Praktik konkret yang tengah mereka mulai adalah membeli karya-karya pahatan batu dari zaman dinasti Qi Timur (550-557 M) dan barang-barang perunggu dari zaman dinasti Zhou Barat (1100-771 SM) yang ada di luar negeri untuk ditempatkan di gedung besar Poly Plaza yang dirancang sebagai museum di distrik Dongcheng, Beijing. Gerakan ini kemudian diikuti oleh lembaga swasta dan perseorangan yang beramai-ramai mengoleksi karya seni dan mendirikan museum.
Indikator pasar
Projek ambisius tersebut kiranya bukanlah isapan jempol belaka, kalau melihat laju perkembangan pasar seni rupa di sana yang sedikit banyak memiliki imbas positif pada pentingnya kehadiran banyak museum. Misalnya angka hasil pelelangan barang dan karya seni di semua balai lelang yang beroperasi di Cina yang untuk tahun 2003 saja telah menyentuh angka 579,9 juta dolar AS, dan melonjak hingga menjadi 1 miliar dolar AS (sekitar 9 triliun rupiah) sepanjang 2004.
Angka ini tentu tidak termasuk transaksi finansial yang terjadi di galeri-galeri atau studio-studio seniman. Belum lagi ada perhelatan Shanghai Art Fair yang selalu dibanjiri pengunjung dari seluruh dunia. Juga event Beijing Biennalle yang telah dianggap serius dan prestisius. Belum beragam perhelatan lain semisal China International Gallery Exposition (CIGE).

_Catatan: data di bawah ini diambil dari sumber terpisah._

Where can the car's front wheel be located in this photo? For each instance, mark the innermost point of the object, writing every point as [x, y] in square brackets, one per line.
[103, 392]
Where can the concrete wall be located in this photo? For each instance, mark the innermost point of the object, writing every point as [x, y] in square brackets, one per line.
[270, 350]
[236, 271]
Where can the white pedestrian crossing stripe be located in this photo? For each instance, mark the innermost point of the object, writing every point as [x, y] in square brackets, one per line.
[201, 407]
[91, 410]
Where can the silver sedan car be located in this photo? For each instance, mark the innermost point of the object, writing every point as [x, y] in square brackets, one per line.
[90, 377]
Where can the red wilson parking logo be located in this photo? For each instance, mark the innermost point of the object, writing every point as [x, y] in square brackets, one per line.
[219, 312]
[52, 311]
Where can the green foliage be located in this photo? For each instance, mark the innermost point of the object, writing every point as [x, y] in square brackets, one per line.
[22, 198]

Ini bisa menjadi indikator penting, betapa Cina bisa diperhitungkan sebagai medan pasar seni raksasa yang bisa menggoyahkan dominasi Eropa dan Amerika Serikat. Jadi, bukan satu spekulasi tanpa perhitungan cermat kalau 2005 balai lelang Christie’s Asia yang sebelumnya beroperasi di Singapura serta-merta dipindahkan ke Beijing, untuk bertarung secara terbuka dengan Sotheby’s. Belum lagi balai lelang Bonhams yang ikut bermain di kawasan itu mulai 2007 ini.
Indikasi lain yang ditunjukkan oleh Artprice, satu lembaga informasi ihwal pasar seni dunia yang berkedudukan di Prancis, mempertontonkan lanskap menarik. Dalam laporan tahunan Art Market Trends 2006 yang diterbitkan awal 2007, tercatat bahwa pasar lelang di Cina telah merangkak naik dengan menangguk market share 4,9 % dari seluruh penjualan di pasar lelang sedunia. Dominasi memang masih dipegang oleh Amerika Serikat yang menyentuh angka 45,9 % kemudian Inggris (26,9 %), dan Prancis (6,4 %), namun diduga kuat pasar lelang Cina akan mendominasi dalam 10-15 tahun ke depan.

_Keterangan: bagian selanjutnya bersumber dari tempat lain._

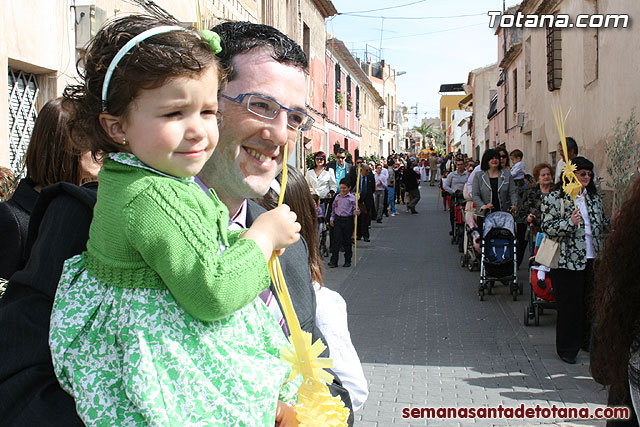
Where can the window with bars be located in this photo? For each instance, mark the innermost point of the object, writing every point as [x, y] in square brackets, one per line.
[267, 12]
[23, 92]
[554, 58]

Dalam Art Market Trends 2006 juga tercatat 500 seniman top dunia (baik yang masih hidup ataupun telah meninggal) yang menguasai pasar lelang dunia berdasarkan harga jualnya dalam kurun satu tahun terakhir. Pablo Picasso, dalam daftar itu, menempati peringkat teratas, disusul Andy Warhol, Gustav Klimt, dan seterusnya. Di antara 500 nama itu, 37 di antaranya terdapat nama-nama perupa Cina, seperti Zao Wou-Ki yang berada di urutan ke 30, Zhang Xiaogang (38), hingga nama-nama yang telah populer di Indonesia seperti Yue Minjun (144), Ju Ming (155), Fang Lijun (185), Wang Guangyi (214), atau Zeng Fanzhi (223). Nama-nama itu telah "menyusup" di antara nama besar Edgar Degas, George Braque, Jean Dubuffet, Wassily Kandinsky, Jeff Koons, Damien Hirst, Touluse-Lautrec, Rembrandt van Rijn, Auguste Rodin, dan lainnya.
Reputasi mereka di pasar lelang dunia bisa dibandingkan dengan maestro kita Affandi yang berada di urutan 381 atau seniman Belgia yang berproses di Bali, Le Mayeur de Merpres Adrien Jean (1880-1958) yang berada di peringkat 255.
Cina dan kita
Kilasan paparan di atas telah memberi salah satu penampang penting dari fenomena budaya yang terjadi di negara pemilik Tembok Raksasa itu. Negara memiliki peran serta komitmen yang dibarengi dengan dukungan kebijakan jelas dan konkret, sehingga berimbas secara mutualistik terhadap pelaku seni budaya di sana untuk melakukan geliat kreatif dengan lebih progresif. Di dalamnya, perupa, kurator, galeri, dan lembaga kebudayaan lain menjadi salah satu elemen penting yang bergerak menjadi kreator dan aktor di dunianya.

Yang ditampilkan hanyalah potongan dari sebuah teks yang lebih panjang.